Joyce apparently wanted the Wake to be spiral bound, with no beginning or end. Escape from these loops of history, the end of the neverending book, comes with subjective input. The intimidating nightspeak becomes user friendly. The reader can bring their subjective impressions to bear on the book. You can read it looking for sexual references, historical allusions, myths, jokes and so on, each time finding a different book.

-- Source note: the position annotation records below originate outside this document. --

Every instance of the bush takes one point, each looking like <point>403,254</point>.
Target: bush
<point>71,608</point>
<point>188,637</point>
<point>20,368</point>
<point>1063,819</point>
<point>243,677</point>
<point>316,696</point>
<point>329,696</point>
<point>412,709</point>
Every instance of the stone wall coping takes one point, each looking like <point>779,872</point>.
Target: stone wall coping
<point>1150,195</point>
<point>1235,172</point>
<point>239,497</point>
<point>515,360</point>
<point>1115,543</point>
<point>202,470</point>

The Wake is continuous and at the same time ever changing.

In Finnegans Wake Joyce once again shakes his fist at violent authority. Every ruler, every empire, every tyrant is destined to fall; something that might have seemed unlikely in 1939, when the book was finished, with war brewing and two great tyrants erecting edifices, one of them promising to last for one thousand years. After all the death and destruction, there is nothing left to do except pick up the pieces and start again, with the last sentence flowing into the first:

A way a lone a last a loved a long the riverrun, past Eve and Adam’s, from swerve of shore to bend of bay, brings us by a commodious vicus of recirculation back to Howth Castle and Environs.